Verband steht für Gespräche zur Verfügung

„Ein Zwischenschritt“: BFV begrüßt Lockerungs-Vorstoß von Innenminster Herrmann

Innen- und Sportminister Herrmann macht den Amateurvereinen und Sportlern mit seinen neusten Aussagen Hoffnung.
+
Innen- und Sportminister Herrmann macht den Amateurvereinen und Sportlern mit seinen neusten Aussagen Hoffnung.

Der bayerische Innen- und Sportminister Joachim Herrmann machte mit seinen jüngsten Aussagen den Amateurvereinen und Sportlern Hoffnugn auf baldige Lockerungen. Auch der BFV hat die Aussagen des CSU-Politikers mit Wohlwollen aufgefasst. „Ein extrem wichtiger Zwischenschritt“, sagt Schatzmeister Jürgen Faltenbacher.
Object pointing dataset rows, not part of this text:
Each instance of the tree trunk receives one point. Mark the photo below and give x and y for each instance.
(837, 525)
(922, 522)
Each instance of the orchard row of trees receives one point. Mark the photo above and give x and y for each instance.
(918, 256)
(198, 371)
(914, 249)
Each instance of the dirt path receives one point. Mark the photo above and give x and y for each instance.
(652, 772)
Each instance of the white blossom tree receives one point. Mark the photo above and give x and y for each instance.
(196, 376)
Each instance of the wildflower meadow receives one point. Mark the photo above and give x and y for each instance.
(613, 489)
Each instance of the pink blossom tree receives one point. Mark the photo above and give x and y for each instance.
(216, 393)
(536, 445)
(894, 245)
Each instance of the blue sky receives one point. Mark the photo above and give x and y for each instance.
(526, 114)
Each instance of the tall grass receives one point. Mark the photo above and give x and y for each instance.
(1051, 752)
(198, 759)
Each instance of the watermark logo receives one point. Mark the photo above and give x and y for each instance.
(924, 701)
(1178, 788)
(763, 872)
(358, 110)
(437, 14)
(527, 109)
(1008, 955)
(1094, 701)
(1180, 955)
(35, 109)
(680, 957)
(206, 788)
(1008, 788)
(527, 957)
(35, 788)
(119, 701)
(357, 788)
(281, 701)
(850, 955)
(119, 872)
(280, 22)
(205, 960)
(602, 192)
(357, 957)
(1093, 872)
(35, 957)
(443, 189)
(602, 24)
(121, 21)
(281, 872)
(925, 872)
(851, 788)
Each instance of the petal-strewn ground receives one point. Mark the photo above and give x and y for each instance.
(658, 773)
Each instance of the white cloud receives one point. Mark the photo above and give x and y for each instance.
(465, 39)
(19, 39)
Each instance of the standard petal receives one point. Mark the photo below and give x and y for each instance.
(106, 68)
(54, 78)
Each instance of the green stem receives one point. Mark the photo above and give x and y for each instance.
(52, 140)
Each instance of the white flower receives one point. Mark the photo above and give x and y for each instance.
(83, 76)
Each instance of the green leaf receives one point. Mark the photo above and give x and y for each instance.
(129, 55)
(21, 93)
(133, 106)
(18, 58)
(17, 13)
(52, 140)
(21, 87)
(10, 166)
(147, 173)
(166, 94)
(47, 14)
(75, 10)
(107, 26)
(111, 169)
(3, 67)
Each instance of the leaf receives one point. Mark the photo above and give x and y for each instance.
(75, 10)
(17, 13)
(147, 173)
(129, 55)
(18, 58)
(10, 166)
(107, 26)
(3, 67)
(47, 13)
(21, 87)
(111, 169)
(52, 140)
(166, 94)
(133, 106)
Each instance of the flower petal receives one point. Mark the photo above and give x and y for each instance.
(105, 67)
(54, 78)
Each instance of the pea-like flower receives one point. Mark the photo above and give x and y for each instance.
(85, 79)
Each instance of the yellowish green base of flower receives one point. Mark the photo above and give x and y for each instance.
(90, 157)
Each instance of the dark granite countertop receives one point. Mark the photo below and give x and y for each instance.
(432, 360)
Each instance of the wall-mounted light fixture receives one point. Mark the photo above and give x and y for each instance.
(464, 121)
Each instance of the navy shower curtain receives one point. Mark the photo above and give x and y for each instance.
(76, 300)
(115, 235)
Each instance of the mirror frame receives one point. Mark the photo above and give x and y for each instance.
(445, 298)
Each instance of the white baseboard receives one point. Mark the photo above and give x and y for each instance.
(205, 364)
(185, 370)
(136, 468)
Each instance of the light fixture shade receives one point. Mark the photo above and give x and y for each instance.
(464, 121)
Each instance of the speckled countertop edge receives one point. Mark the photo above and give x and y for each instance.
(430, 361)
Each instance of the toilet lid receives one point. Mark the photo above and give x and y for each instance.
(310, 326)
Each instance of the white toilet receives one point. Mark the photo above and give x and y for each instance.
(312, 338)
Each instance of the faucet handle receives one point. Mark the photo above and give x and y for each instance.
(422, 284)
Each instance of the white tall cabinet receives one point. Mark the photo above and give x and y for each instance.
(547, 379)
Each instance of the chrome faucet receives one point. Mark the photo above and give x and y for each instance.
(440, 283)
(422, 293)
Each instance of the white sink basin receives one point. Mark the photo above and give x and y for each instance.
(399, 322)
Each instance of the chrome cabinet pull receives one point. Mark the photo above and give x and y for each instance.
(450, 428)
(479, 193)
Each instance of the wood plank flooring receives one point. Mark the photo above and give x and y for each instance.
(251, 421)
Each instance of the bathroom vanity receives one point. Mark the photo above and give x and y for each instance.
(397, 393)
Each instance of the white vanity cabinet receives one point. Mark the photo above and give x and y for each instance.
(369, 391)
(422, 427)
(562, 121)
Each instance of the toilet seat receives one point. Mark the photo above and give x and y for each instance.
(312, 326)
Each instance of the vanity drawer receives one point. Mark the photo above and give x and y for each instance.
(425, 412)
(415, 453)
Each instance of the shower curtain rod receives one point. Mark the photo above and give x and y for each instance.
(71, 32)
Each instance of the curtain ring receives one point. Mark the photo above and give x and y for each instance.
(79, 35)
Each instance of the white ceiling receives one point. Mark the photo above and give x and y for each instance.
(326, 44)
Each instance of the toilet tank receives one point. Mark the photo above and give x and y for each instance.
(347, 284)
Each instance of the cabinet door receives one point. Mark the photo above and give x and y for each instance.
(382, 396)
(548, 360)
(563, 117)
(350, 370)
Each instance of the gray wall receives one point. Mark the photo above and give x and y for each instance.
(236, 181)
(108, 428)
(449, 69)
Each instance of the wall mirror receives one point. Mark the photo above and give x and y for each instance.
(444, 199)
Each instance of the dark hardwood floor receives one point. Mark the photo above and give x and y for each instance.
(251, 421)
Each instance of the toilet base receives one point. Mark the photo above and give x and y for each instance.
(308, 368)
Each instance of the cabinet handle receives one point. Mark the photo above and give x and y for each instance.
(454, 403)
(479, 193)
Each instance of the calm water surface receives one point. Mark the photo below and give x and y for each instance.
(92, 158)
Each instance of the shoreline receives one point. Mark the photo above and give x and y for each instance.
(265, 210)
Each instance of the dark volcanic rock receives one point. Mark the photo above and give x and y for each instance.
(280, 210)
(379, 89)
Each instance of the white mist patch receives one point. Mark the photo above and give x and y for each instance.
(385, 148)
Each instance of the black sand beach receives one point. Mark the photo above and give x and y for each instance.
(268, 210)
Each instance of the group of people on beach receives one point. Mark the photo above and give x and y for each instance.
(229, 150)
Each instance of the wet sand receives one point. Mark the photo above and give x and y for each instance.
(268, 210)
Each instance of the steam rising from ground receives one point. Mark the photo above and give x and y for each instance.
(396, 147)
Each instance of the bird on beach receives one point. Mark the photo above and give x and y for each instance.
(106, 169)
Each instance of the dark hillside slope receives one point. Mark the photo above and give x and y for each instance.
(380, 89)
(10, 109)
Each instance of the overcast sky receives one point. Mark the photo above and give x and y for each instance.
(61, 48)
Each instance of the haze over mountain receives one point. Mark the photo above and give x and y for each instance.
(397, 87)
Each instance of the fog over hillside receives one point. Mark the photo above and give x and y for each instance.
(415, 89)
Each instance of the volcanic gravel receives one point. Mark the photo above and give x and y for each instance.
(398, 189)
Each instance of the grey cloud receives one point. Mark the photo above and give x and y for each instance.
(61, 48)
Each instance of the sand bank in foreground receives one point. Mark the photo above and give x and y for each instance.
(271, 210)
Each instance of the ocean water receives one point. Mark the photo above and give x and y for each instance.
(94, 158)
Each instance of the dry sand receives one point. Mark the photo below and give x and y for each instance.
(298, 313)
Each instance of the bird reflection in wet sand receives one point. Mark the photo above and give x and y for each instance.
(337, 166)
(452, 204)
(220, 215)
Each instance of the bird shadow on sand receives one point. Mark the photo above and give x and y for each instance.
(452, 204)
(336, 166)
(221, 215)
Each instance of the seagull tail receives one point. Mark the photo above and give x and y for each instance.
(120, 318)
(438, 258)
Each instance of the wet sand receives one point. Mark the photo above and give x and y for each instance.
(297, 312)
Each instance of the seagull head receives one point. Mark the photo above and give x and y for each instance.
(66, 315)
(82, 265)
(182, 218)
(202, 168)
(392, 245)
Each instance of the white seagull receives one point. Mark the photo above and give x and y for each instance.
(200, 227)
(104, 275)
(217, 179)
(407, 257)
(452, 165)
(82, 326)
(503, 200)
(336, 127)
Bayern - Der Bayerische Fußball-Verband (BFV) wertet die jüngsten Äußerungen von Innenminister Joachim Herrmann als „extrem wichtigen Zwischenschritt für unsere Amateurfußballer im Freistaat“ auf dem Weg zurück auf die Fußballplätze. „Die Botschaft, wie wichtig der Breitensport für Gesundheit und ein soziales Miteinander sind, ist angekommen und hat sich in den Köpfen der Entscheidungsträger festgesetzt, das macht Mut und lässt hoffen“, sagt BFV-Schatzmeister Jürgen Faltenbacher, der im Präsidium für den Spielbetrieb in Bayern verantwortlich zeichnet: „Der enorme Einsatz aller in Vereinen und Verbänden hat sich gelohnt, jetzt geht es darum, diese Perspektive auch weiterhin mit aller gebotenen Sorgfalt zu untermauern und bestmöglich in die Tat umzusetzen.“

Innenminister Herrmann: „Der Amateur- und BReitensport ist wichtig für die Bürger“

Joachim Herrmann hatte sich dahingehend geäußert, dass aktuell intensiv an einem Lockerungsplan für den Amateur- und Breitensport in Bayern gearbeitet werde und dieser damit unter entsprechenden Hygieneauflagen – so schnell es geht – wieder möglich wird: „Der Amateur- und Breitensport ist wichtig für die Gesundheit der Bürger, gerade auch für Kinder, Jugendliche und ebenso für ältere Menschen. Wir setzen daher alles daran, dass wir dem ‚Sportland Bayern‘ auch in Corona-Zeiten bald wieder gerecht werden können“, sagte Herrmann.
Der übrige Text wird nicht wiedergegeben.